Alumni News

When then-cadet Barry Steinberg, R’63 and L’66, informed his ROTC commanding officer of his post-graduation plan to go on active duty, the answer he got was not at all what he expected.

“He told me, ‘That’s the dumbest thing I’ve ever heard you say,’” Steinberg recalled. “Then he asked me if I had ever thought about going to law school.”

Steinberg had not.

His commanding officer then explained the query: “You argue about everything, and even when you’re wrong, you’re very persuasive.”

That January day at the University of Richmond proved to be life-changing. His next appointment, at the insistence of the commander, was with the dean of Richmond Law, during which he was conditionally admitted to law school. His mom was delighted that he chose law school over his early 1960s, pre-ROTC career of choice. “I wanted to be a professional folk singer,” Steinberg said, smiling.

Steinberg’s penchant for persuasion did more than guide his career path — it laid the groundwork for his role creating the Army’s Environmental Law Division in the mid-1980s. Standing up a new division meant convincing the Secretary of the Army of the need for environmental legal expertise.

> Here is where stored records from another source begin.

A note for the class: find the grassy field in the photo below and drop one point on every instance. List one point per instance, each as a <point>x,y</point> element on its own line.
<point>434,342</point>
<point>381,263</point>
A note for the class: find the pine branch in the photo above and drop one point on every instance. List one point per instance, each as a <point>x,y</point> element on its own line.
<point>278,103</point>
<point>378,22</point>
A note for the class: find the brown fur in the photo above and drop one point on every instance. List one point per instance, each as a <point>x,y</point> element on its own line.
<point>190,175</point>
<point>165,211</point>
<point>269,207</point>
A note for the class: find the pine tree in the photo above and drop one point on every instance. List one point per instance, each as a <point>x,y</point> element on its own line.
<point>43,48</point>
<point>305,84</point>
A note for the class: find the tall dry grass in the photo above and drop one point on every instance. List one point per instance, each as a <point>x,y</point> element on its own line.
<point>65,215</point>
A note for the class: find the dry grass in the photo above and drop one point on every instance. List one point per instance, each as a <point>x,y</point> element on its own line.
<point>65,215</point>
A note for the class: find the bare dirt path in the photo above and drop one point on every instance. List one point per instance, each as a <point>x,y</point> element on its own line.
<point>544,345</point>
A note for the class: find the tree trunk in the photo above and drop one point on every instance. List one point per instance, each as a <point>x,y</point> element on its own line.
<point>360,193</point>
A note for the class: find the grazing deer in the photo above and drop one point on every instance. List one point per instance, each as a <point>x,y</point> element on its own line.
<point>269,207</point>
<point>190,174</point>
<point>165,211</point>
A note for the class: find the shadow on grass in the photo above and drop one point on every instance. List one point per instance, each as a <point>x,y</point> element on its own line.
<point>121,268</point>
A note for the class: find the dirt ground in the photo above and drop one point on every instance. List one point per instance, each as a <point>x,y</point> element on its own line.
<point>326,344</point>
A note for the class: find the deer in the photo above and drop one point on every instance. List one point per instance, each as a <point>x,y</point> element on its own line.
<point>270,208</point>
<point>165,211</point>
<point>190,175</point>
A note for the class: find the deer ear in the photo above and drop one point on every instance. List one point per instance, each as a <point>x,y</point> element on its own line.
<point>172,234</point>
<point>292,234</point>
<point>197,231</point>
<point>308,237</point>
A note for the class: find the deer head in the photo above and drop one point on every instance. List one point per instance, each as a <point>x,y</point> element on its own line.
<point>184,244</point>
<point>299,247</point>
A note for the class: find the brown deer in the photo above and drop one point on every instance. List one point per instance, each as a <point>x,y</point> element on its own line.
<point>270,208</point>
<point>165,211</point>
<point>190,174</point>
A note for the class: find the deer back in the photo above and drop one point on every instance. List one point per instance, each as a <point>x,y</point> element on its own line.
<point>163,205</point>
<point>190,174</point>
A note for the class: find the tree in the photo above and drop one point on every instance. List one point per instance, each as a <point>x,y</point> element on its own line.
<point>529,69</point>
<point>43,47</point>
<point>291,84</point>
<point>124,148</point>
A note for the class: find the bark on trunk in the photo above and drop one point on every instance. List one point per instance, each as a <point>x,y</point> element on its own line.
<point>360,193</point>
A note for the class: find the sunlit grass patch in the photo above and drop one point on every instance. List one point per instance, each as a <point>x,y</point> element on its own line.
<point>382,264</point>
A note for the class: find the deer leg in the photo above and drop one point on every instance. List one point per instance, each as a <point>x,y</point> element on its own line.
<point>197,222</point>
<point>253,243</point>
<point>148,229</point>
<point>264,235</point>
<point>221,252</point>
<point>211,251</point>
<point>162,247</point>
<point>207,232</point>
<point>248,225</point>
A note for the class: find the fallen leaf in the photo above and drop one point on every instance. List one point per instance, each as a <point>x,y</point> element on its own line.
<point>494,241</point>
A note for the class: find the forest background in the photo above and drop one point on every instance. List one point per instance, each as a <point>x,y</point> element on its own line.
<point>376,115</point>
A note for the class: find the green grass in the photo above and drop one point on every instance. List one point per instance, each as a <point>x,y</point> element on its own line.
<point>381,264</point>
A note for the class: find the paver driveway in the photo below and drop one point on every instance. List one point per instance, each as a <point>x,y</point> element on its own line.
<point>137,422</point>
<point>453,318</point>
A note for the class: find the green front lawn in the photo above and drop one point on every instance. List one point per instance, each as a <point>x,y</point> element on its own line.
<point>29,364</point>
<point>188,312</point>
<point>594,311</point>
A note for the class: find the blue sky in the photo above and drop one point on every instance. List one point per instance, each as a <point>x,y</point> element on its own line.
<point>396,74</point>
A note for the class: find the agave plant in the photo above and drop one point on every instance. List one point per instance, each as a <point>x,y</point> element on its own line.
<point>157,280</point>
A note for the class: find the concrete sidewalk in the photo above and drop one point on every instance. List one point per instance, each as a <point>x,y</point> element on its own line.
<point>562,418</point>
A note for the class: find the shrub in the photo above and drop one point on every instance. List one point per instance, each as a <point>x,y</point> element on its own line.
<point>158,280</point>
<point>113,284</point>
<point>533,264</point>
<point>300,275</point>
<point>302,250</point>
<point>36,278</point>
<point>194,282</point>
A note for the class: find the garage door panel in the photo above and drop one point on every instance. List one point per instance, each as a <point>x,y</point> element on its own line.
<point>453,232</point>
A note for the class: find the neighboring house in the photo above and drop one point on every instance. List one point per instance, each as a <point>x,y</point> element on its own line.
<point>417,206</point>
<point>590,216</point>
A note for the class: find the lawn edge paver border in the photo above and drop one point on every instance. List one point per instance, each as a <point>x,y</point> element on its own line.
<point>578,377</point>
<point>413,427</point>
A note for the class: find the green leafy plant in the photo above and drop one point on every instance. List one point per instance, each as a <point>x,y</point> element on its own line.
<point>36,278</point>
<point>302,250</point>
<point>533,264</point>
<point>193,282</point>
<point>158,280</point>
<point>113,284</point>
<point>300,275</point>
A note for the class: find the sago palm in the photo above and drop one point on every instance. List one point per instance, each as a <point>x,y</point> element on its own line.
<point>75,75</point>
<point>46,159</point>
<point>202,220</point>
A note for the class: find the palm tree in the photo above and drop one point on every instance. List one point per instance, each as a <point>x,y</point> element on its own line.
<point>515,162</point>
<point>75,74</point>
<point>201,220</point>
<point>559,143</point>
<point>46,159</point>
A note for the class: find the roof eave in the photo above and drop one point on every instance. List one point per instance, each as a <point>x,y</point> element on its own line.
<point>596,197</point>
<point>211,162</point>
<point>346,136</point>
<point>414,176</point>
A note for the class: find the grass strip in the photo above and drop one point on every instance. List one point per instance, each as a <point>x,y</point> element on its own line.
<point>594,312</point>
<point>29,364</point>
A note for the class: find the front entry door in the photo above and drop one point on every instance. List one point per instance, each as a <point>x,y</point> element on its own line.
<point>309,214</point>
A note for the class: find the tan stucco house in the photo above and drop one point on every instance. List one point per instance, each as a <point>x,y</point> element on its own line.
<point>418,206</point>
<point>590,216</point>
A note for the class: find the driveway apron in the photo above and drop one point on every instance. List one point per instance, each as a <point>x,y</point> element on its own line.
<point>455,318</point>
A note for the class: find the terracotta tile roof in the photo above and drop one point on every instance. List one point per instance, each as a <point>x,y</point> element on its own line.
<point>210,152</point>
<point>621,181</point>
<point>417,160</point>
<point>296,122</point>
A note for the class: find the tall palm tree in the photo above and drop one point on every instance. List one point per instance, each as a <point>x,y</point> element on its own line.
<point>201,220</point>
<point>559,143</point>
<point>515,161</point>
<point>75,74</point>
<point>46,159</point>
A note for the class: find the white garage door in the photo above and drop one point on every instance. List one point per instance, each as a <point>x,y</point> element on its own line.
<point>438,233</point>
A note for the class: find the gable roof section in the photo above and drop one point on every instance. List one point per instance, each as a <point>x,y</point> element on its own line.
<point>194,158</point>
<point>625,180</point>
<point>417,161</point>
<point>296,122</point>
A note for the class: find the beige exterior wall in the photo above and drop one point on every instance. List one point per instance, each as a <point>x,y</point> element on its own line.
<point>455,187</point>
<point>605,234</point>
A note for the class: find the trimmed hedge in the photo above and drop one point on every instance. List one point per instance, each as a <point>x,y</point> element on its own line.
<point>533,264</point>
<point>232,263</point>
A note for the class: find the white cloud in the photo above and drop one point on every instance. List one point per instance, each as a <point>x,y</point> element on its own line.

“I had a 45-minute briefing ready, and 15 or 20 minutes in, the secretary stopped me,” Steinberg said. “He said, ‘Colonel, how many people do you need?’ I told him 17. He said, ‘Approved.’”

While Steinberg retired from the Army in 1989 as a full colonel, he continues his work in environmental law as a partner at Kutak Rock LLP in Washington, D.C. Now 79 years old, the father of four and grandfather of nine still regularly deals with issues ranging from water contamination and unexploded ordnance to the impact of global warming. His children regularly question him about outright retirement.

“I tell them if I found something I’d rather do, I’d go do it,” he said. “But I like what I do, so why stop?”